We put in the offer, and waited with bated breath. When Cian called me to say we’d gone sale agreed, I felt every muscle in my body unclench. What a relief! Little did I know the summer that lay ahead would involve relentlessly calling our solicitors, begging for a scrap of an update.
It would be another three months before we moved in. The day we did, we accidentally set off the house alarm and hadn’t thought to ask the estate agent for the code (the neighbours love us). When we eventually got in, I ran my fingers along the bare walls, feeling an unspeakable gratitude for what we had.
It’s hard to remember that sometimes, though. Going from the instability of renting, where you can’t darken a wall with a Command strip, to a place where you can destroy a room is overwhelming. We painted the whole place off-white upon moving in, fearing we’d paint a room purple in a haze of homeowner’s euphoria. Who are we now in this place we can finally call home?
So much of our money was spent on the actual purchase of the house that we forgot we would also have to spend to make the house our own. Every purchase, from the most inane to the most thrilling, cost hundreds of euro. This, coupled with my decision to start working for myself, meant we spent the first few months sitting on camp chairs, watching TV.
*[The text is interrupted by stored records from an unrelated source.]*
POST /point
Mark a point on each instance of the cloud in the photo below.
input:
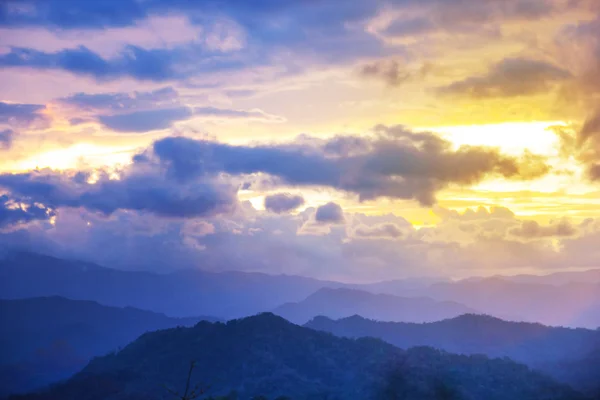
(510, 77)
(381, 231)
(156, 65)
(229, 113)
(283, 202)
(464, 16)
(20, 114)
(14, 212)
(144, 189)
(6, 138)
(147, 111)
(388, 71)
(409, 27)
(144, 121)
(533, 230)
(583, 144)
(72, 14)
(287, 34)
(116, 102)
(393, 163)
(330, 213)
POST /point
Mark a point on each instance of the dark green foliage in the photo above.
(564, 353)
(268, 356)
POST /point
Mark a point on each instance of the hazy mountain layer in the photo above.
(46, 339)
(339, 303)
(567, 354)
(266, 355)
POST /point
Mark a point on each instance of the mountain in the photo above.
(573, 304)
(182, 294)
(50, 338)
(267, 356)
(561, 352)
(558, 278)
(342, 302)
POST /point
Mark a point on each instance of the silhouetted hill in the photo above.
(266, 355)
(339, 303)
(50, 338)
(549, 349)
(183, 293)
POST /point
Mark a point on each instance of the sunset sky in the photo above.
(351, 140)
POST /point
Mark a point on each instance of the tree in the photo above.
(189, 394)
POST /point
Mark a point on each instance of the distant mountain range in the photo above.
(567, 354)
(570, 304)
(568, 299)
(181, 294)
(46, 339)
(267, 356)
(339, 303)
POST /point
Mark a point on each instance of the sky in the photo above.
(351, 140)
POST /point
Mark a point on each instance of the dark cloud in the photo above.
(14, 212)
(283, 202)
(509, 78)
(323, 30)
(533, 230)
(182, 177)
(587, 145)
(583, 144)
(6, 138)
(330, 213)
(144, 121)
(381, 231)
(393, 163)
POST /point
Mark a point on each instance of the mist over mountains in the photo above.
(74, 311)
(342, 302)
(267, 356)
(46, 339)
(229, 295)
(547, 349)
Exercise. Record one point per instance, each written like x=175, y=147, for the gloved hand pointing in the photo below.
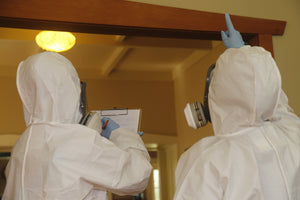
x=108, y=125
x=231, y=38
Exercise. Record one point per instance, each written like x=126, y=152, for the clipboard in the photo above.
x=126, y=118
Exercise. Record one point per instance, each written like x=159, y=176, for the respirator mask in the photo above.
x=197, y=114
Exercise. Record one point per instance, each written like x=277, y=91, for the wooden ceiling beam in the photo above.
x=120, y=17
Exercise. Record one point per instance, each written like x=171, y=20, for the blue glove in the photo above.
x=108, y=125
x=140, y=133
x=231, y=38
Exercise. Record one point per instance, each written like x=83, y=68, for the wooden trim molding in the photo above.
x=128, y=18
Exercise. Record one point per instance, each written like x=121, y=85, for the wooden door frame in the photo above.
x=132, y=18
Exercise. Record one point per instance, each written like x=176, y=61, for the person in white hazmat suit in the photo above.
x=58, y=159
x=255, y=153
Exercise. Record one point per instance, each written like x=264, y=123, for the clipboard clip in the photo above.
x=114, y=112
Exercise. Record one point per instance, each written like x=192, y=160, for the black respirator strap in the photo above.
x=208, y=79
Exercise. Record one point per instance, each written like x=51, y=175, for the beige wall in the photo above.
x=286, y=50
x=286, y=47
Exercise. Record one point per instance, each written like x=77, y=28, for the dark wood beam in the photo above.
x=127, y=18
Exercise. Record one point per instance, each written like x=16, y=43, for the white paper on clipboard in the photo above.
x=126, y=118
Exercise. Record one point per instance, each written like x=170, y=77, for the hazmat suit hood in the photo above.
x=49, y=88
x=244, y=91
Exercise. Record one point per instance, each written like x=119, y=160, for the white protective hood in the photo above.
x=49, y=88
x=57, y=158
x=251, y=92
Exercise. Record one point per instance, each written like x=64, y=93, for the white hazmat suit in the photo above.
x=56, y=158
x=255, y=153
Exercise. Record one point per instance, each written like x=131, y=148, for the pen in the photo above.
x=105, y=124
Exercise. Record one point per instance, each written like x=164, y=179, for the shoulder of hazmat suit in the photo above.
x=56, y=158
x=255, y=153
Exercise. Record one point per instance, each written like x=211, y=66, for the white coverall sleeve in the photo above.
x=197, y=178
x=119, y=165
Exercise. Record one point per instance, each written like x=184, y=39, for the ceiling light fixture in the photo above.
x=55, y=40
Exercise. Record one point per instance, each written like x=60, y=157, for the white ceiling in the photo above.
x=109, y=56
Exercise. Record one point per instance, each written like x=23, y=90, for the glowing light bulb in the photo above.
x=55, y=40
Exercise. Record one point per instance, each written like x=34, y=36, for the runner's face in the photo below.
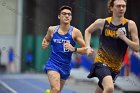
x=119, y=8
x=65, y=16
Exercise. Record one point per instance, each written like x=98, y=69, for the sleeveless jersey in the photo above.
x=59, y=55
x=111, y=49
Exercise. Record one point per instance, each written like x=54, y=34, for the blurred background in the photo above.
x=24, y=23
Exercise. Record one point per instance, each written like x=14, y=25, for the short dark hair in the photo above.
x=64, y=7
x=111, y=4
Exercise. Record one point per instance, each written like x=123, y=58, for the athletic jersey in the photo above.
x=59, y=55
x=111, y=49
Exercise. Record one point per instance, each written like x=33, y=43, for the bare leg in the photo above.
x=108, y=84
x=62, y=82
x=54, y=79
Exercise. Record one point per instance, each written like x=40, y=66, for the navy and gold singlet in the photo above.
x=111, y=49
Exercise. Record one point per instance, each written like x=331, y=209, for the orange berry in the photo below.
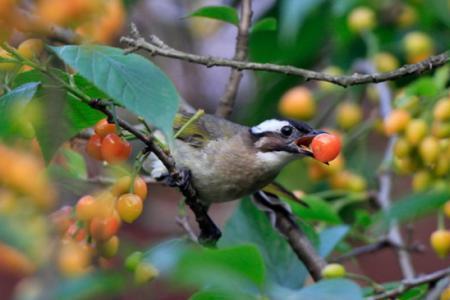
x=104, y=228
x=103, y=128
x=326, y=147
x=73, y=259
x=396, y=121
x=416, y=131
x=94, y=146
x=109, y=248
x=440, y=241
x=361, y=19
x=429, y=150
x=114, y=149
x=297, y=103
x=129, y=207
x=86, y=208
x=447, y=209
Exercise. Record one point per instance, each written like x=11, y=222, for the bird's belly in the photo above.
x=224, y=176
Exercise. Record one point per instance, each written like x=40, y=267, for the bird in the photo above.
x=228, y=161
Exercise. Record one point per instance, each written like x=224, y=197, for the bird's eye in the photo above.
x=286, y=130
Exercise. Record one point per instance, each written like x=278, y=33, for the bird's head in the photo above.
x=280, y=141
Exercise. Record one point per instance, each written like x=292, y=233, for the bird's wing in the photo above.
x=204, y=129
x=277, y=189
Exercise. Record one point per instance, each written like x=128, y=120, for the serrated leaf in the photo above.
x=249, y=225
x=318, y=210
x=12, y=107
x=266, y=24
x=223, y=13
x=329, y=289
x=130, y=80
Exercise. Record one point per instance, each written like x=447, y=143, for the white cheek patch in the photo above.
x=272, y=125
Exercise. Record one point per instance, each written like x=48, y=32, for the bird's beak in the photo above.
x=304, y=142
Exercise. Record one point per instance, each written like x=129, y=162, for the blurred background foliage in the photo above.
x=253, y=260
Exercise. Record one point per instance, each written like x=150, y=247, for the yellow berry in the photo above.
x=333, y=271
x=361, y=19
x=348, y=115
x=440, y=241
x=416, y=131
x=297, y=103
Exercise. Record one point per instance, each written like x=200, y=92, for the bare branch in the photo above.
x=408, y=284
x=227, y=101
x=374, y=247
x=156, y=47
x=385, y=179
x=209, y=231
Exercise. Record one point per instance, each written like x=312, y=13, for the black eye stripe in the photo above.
x=286, y=130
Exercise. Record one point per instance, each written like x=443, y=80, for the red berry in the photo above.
x=114, y=149
x=103, y=128
x=326, y=147
x=93, y=147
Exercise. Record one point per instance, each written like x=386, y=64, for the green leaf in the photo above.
x=12, y=108
x=330, y=238
x=212, y=294
x=223, y=13
x=225, y=268
x=266, y=24
x=90, y=286
x=249, y=225
x=318, y=210
x=330, y=289
x=130, y=80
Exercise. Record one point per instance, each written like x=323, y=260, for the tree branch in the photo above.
x=209, y=231
x=408, y=284
x=370, y=248
x=226, y=103
x=157, y=47
x=385, y=178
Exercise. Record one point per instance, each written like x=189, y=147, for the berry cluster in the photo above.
x=421, y=149
x=106, y=145
x=89, y=230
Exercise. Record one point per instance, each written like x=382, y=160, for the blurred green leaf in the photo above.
x=318, y=210
x=330, y=289
x=90, y=286
x=238, y=267
x=130, y=80
x=12, y=109
x=293, y=13
x=249, y=225
x=266, y=24
x=223, y=13
x=330, y=237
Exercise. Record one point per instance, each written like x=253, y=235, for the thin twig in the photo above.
x=374, y=247
x=226, y=103
x=209, y=231
x=385, y=178
x=408, y=284
x=156, y=47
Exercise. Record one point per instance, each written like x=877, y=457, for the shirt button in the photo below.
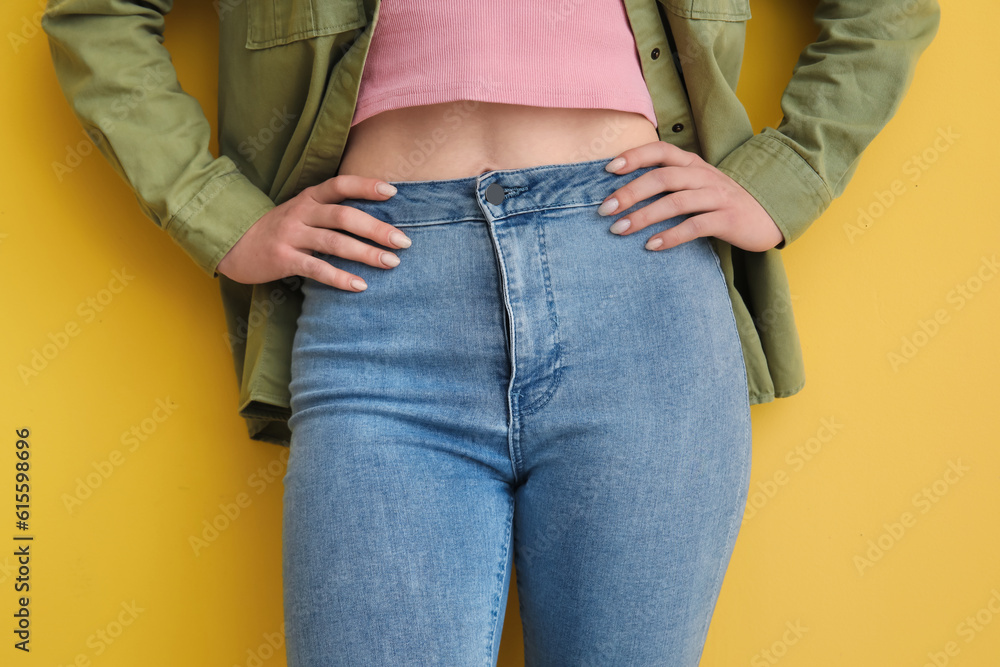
x=494, y=194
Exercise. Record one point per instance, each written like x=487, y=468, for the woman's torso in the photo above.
x=466, y=138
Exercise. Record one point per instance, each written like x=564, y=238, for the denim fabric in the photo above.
x=525, y=389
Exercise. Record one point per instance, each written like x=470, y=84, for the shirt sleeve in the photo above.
x=112, y=67
x=844, y=89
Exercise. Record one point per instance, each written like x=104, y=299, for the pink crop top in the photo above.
x=549, y=54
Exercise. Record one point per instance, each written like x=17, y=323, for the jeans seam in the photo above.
x=501, y=577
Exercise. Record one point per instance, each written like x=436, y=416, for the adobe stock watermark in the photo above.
x=797, y=458
x=913, y=170
x=58, y=341
x=923, y=501
x=229, y=512
x=272, y=645
x=957, y=297
x=28, y=28
x=967, y=629
x=104, y=468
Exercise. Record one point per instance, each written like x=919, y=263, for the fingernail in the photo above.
x=620, y=226
x=607, y=206
x=615, y=164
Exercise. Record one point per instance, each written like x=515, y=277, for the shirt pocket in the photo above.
x=276, y=22
x=712, y=10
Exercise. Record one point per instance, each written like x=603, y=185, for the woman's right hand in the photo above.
x=281, y=242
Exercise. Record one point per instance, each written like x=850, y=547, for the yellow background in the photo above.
x=856, y=297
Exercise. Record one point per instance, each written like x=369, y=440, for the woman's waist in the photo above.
x=467, y=138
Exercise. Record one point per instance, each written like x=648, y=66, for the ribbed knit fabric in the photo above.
x=534, y=52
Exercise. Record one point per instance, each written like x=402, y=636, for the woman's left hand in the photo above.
x=725, y=210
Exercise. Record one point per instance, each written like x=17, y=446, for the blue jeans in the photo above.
x=525, y=388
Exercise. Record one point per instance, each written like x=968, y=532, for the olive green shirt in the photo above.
x=289, y=72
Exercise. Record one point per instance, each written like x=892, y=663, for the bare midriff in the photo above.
x=466, y=138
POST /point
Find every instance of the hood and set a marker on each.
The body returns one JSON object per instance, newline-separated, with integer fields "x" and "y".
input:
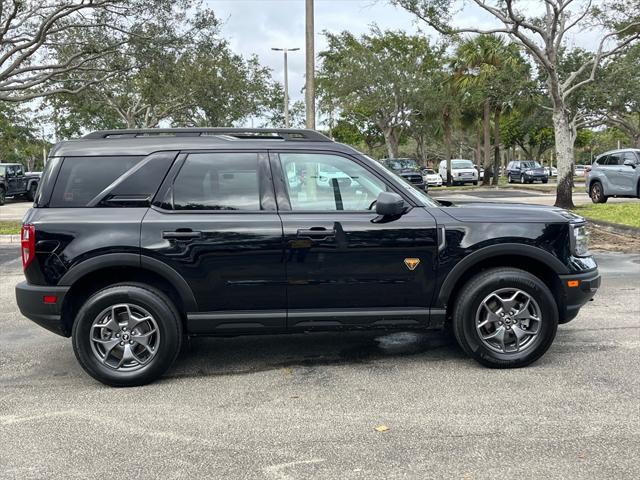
{"x": 510, "y": 213}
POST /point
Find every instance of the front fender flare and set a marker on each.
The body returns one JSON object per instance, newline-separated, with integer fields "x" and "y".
{"x": 500, "y": 250}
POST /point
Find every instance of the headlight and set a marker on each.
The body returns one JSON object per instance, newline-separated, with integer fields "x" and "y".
{"x": 580, "y": 241}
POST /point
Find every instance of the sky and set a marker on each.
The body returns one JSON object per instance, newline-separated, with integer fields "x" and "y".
{"x": 254, "y": 26}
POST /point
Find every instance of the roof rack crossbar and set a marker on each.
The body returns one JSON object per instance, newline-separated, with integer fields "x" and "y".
{"x": 287, "y": 134}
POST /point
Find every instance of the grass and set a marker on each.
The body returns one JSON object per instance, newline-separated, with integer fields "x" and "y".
{"x": 620, "y": 213}
{"x": 10, "y": 227}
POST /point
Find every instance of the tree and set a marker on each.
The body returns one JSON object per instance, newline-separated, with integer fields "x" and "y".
{"x": 543, "y": 36}
{"x": 31, "y": 31}
{"x": 528, "y": 129}
{"x": 616, "y": 95}
{"x": 353, "y": 130}
{"x": 176, "y": 71}
{"x": 377, "y": 74}
{"x": 18, "y": 141}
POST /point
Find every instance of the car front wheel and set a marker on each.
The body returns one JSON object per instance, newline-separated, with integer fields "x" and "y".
{"x": 127, "y": 335}
{"x": 505, "y": 318}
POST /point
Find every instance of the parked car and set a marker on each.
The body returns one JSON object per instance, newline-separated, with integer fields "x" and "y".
{"x": 431, "y": 178}
{"x": 462, "y": 171}
{"x": 580, "y": 170}
{"x": 15, "y": 183}
{"x": 526, "y": 171}
{"x": 139, "y": 238}
{"x": 480, "y": 170}
{"x": 408, "y": 169}
{"x": 614, "y": 174}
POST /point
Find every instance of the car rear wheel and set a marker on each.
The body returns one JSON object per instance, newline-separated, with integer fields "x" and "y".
{"x": 505, "y": 318}
{"x": 596, "y": 192}
{"x": 127, "y": 335}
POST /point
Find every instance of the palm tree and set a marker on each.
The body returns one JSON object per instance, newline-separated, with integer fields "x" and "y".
{"x": 486, "y": 67}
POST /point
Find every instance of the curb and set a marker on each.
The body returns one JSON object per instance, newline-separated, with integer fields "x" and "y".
{"x": 615, "y": 227}
{"x": 9, "y": 238}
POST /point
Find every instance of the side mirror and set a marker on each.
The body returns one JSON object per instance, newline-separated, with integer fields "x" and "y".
{"x": 389, "y": 204}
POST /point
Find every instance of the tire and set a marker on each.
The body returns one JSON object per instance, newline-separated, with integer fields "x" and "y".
{"x": 31, "y": 193}
{"x": 536, "y": 335}
{"x": 143, "y": 302}
{"x": 596, "y": 192}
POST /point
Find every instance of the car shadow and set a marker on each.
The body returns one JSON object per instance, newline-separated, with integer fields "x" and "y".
{"x": 252, "y": 354}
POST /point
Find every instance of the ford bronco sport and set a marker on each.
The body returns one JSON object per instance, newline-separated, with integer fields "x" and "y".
{"x": 138, "y": 238}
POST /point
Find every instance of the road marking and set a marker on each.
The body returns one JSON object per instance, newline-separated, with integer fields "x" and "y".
{"x": 277, "y": 472}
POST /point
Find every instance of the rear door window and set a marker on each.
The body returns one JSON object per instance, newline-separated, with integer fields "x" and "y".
{"x": 82, "y": 178}
{"x": 218, "y": 181}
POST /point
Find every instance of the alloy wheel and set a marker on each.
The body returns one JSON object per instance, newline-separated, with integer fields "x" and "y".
{"x": 124, "y": 337}
{"x": 508, "y": 320}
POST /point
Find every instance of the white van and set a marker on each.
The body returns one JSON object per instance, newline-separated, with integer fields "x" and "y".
{"x": 462, "y": 171}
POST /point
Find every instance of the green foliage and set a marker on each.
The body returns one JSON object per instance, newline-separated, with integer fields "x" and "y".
{"x": 18, "y": 141}
{"x": 174, "y": 70}
{"x": 376, "y": 77}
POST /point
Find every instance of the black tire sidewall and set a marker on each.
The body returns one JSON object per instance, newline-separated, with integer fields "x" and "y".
{"x": 476, "y": 291}
{"x": 157, "y": 304}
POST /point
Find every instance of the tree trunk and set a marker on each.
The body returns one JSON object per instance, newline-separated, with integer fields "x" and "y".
{"x": 486, "y": 126}
{"x": 446, "y": 120}
{"x": 565, "y": 158}
{"x": 496, "y": 149}
{"x": 392, "y": 141}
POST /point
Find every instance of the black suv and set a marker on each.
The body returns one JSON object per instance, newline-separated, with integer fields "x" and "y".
{"x": 138, "y": 238}
{"x": 14, "y": 182}
{"x": 408, "y": 169}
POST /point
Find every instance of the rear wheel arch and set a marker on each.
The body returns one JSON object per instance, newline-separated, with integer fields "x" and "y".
{"x": 88, "y": 281}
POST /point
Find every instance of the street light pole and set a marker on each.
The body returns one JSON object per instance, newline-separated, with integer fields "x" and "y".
{"x": 286, "y": 81}
{"x": 310, "y": 88}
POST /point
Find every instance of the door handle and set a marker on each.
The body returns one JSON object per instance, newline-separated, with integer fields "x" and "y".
{"x": 182, "y": 234}
{"x": 316, "y": 233}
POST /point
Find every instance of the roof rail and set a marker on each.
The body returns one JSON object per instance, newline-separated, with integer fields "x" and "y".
{"x": 287, "y": 134}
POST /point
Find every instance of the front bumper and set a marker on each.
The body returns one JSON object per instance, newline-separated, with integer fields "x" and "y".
{"x": 30, "y": 300}
{"x": 574, "y": 298}
{"x": 536, "y": 178}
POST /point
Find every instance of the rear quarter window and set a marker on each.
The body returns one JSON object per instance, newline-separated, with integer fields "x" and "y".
{"x": 82, "y": 178}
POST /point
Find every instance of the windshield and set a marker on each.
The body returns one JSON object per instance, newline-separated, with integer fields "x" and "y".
{"x": 402, "y": 164}
{"x": 530, "y": 164}
{"x": 418, "y": 195}
{"x": 461, "y": 164}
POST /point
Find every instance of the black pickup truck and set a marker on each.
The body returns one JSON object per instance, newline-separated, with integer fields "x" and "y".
{"x": 14, "y": 182}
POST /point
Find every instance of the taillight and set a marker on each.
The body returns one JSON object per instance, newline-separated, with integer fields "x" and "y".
{"x": 28, "y": 242}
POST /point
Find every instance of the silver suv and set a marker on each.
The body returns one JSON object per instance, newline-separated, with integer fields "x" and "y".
{"x": 614, "y": 174}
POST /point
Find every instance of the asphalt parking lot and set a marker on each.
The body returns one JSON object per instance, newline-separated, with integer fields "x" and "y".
{"x": 305, "y": 406}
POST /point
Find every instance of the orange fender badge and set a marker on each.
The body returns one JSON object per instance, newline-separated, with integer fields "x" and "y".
{"x": 412, "y": 263}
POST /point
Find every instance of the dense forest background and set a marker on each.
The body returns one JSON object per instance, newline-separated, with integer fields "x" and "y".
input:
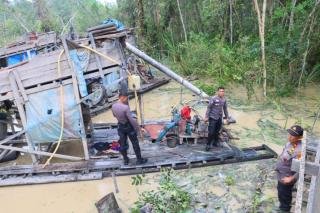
{"x": 273, "y": 44}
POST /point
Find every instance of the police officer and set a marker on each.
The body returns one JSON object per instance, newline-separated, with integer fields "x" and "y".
{"x": 217, "y": 105}
{"x": 127, "y": 127}
{"x": 286, "y": 177}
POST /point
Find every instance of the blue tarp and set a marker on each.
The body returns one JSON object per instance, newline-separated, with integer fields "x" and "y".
{"x": 17, "y": 58}
{"x": 80, "y": 61}
{"x": 43, "y": 113}
{"x": 111, "y": 82}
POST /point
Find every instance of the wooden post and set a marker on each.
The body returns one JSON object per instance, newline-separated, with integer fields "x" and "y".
{"x": 20, "y": 86}
{"x": 76, "y": 93}
{"x": 93, "y": 45}
{"x": 141, "y": 108}
{"x": 22, "y": 114}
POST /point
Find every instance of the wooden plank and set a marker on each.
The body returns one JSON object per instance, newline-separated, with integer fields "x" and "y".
{"x": 310, "y": 168}
{"x": 21, "y": 113}
{"x": 40, "y": 179}
{"x": 55, "y": 84}
{"x": 20, "y": 86}
{"x": 7, "y": 96}
{"x": 76, "y": 92}
{"x": 67, "y": 157}
{"x": 97, "y": 57}
{"x": 55, "y": 167}
{"x": 12, "y": 137}
{"x": 115, "y": 35}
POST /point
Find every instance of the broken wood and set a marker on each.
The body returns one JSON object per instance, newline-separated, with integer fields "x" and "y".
{"x": 67, "y": 157}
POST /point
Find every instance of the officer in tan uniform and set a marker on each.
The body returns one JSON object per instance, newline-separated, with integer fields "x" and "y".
{"x": 286, "y": 177}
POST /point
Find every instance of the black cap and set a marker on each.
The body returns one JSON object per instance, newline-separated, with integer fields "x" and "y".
{"x": 295, "y": 130}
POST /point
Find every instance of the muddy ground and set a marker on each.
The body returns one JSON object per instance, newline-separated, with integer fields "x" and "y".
{"x": 256, "y": 124}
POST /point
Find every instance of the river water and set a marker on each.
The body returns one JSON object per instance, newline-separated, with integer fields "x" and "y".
{"x": 255, "y": 125}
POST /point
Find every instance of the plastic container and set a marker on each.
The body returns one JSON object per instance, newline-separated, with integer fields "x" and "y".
{"x": 134, "y": 82}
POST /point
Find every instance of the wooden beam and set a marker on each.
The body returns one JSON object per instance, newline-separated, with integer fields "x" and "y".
{"x": 22, "y": 114}
{"x": 40, "y": 179}
{"x": 310, "y": 168}
{"x": 67, "y": 157}
{"x": 76, "y": 93}
{"x": 20, "y": 86}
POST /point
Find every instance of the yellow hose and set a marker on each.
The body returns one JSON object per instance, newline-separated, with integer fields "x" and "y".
{"x": 101, "y": 54}
{"x": 62, "y": 112}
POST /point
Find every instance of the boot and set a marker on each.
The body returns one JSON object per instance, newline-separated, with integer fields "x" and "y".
{"x": 141, "y": 161}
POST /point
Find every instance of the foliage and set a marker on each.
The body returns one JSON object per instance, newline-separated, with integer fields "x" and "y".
{"x": 169, "y": 197}
{"x": 211, "y": 51}
{"x": 137, "y": 180}
{"x": 229, "y": 180}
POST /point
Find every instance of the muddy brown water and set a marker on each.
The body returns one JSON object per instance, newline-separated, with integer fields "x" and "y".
{"x": 79, "y": 197}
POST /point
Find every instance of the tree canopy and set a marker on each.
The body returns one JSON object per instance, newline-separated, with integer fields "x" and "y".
{"x": 209, "y": 39}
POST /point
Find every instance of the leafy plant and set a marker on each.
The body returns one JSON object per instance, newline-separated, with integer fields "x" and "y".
{"x": 169, "y": 197}
{"x": 229, "y": 181}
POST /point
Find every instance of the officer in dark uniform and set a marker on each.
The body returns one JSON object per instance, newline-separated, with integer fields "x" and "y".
{"x": 127, "y": 127}
{"x": 214, "y": 114}
{"x": 286, "y": 177}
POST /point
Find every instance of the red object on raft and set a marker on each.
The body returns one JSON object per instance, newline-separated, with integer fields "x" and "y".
{"x": 186, "y": 113}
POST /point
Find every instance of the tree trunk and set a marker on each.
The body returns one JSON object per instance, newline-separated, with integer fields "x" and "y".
{"x": 261, "y": 23}
{"x": 231, "y": 24}
{"x": 293, "y": 4}
{"x": 182, "y": 22}
{"x": 308, "y": 19}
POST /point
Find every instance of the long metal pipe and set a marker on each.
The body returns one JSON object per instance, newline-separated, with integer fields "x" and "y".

It’s not long before you’re caught up in the comparison trap, scrolling. Pinterest and Instagram looking at immaculate houses from people with impeccable taste. Another Instagrammer bought around the same time as we did, and recently shared a reel showcasing the work they’ve done to their house — all pristine paintwork, precise carpentry, gold furnishings. It took all my strength not to fling my phone into traffic.
In two years, we’ve “finished” (is a house ever finished?) one room — the living room. But even then, my eye hyper-focuses on the mess. There’s paint splatters on the ceiling, areas where I couldn’t remove frog tape, a chipped skirting board from a fallen frame.
I finally found time to do some DIY in our guest bedroom recently, and more of the primer ended up on the floor than on the panelling. I couldn’t see my good effort beyond my amateur mistakes. The details that no sane person sees or looks for when crossing the threshold are the things that haunt my dreams — this silent, non-existent judgement.
It feels like a specifically female responsibility — beyond having a clean home, the home you’ve broken your back to buy now must look immaculate at every angle, at any time of day.
Decorating and design do not come easy to someone who dresses like a children’s TV presenter and a circus clown ran into each other at speed. But why should I have to apologise for my own taste?
None of it is helped by the sheer ridiculousness of social media. I recently came across an article about fridgescaping. What’s fridgescaping, I hear you ask? Fridgescaping involves decorating the inside of your fridge. The writer suggests using flowers and framed pictures to ensure the place where you keep your food is aesthetic enough for nosey friends and family.
What is home if it’s also not a place to rot? A place to let the clothes pile up occasionally, on beds and on armchairs? Surely, the insanely long and hard journey wasn’t for me to spend hours on Instagram feeling depressed about some other woman’s throw pillows? There should be a time limit imposed on the question “how’s the house?” — you get a week after move-in and then you can’t ask again for three years.
I love our home. I love the cat hair that clings to every surface. I love that if I inadvertently strip paint off a wall, I can fix it (eventually). I love eating dinner every evening at our kitchen table where we hear about each other’s day. I love the uninhibited garden that would probably make Diarmuid Gavin cry. Let him sob — we successfully grew a handful of garden peas this year, the joy of eating them was unparalleled.
Show homes are called that for a reason — they’re there to sell an illusion, a vibe, a malleable future. A place to make your own, in your own time. Don’t get so caught up in Pinterest’s illusions of grandeur that you forget that a home is a place to live, not just to show.